Впрочем, англичанин не уловил другого — ужаса от нависшей над миром бездушной силы. И симфония — не просто тоска по родине, не просто горькое и благодарное воспоминание о ней. Но это — симфония-прощание: с Россией, с миром, который больше никогда не будет таким, каковым его знал Рахманинов, и — с жизнью, творчеством, с тем, что всего дороже в этой жизни, — с музыкой.

 

[262]См.: Асафьев Б. В. Избранные труды: В 4 т. Т. 2. М., 1954. С. 304–305.

[263]См.: Пристли Дж. Б. Исповедь о том, как стремятся победить отчаяние // Пристли Дж. Б. Заметки на полях. М.: Прогресс, 1988.

[264]Вейдле В. В. На смерть Бунина // Опыты (Нью-Йорк). 1954. № 3. С. 89.

[265]Об этой смене «музыкальных картин», подобной «кинокадровости» см.: Брянцева В. H. С. В. Рахманинов. М.: Советский композитор, 1976. С. 561.

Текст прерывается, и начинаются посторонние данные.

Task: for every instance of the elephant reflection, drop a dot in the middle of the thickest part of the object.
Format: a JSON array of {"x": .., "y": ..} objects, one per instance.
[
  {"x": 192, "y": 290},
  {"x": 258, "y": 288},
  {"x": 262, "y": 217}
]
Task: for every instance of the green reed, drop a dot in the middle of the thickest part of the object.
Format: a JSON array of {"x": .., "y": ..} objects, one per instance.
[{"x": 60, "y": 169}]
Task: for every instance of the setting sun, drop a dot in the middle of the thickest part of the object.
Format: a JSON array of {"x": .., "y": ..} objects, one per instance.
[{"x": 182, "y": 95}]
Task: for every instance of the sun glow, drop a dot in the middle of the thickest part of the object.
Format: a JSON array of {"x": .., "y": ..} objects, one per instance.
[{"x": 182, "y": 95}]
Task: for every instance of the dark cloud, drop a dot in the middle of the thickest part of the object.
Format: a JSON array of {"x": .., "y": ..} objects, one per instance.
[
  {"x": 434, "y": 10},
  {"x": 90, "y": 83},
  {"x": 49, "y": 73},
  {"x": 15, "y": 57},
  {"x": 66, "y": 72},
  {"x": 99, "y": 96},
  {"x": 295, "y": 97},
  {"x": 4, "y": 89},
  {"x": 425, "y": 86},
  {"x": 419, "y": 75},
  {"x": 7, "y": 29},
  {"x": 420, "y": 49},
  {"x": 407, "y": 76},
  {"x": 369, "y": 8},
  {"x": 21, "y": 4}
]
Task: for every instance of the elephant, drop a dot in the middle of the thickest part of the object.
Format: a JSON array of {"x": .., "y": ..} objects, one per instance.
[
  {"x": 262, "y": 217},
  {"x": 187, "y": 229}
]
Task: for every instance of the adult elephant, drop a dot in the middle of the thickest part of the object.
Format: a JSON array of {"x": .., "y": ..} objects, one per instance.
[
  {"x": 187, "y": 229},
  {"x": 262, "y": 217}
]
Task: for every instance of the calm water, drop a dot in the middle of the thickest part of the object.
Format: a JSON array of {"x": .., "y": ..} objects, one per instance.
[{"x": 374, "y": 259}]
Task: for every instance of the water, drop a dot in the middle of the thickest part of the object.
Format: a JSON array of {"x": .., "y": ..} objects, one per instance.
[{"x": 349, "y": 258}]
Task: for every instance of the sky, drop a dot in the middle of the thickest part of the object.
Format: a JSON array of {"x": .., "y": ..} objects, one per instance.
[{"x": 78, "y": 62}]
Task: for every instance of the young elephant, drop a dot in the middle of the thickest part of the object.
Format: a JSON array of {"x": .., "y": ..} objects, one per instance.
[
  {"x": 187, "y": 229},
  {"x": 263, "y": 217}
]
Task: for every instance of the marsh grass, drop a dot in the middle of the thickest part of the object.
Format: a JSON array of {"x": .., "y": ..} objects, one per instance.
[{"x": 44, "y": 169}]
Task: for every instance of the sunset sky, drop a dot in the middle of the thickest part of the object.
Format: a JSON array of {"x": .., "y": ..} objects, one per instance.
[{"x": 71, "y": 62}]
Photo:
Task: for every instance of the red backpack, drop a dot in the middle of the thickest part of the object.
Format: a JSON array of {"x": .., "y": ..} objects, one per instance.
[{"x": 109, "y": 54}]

[266]Этот «промах» Бориса Асафьева понятен. Свою статью он писал в напряжённое военное время. Она выйдет летом 1943-го, уже после Сталинградской битвы, когда «чувство исторического времени» станет совсем иным, нежели у Рахманинова в преддверии Второй мировой. Книгу о Рахманинове, вобравшую эту статью, выпустит в победоносном 1945-м.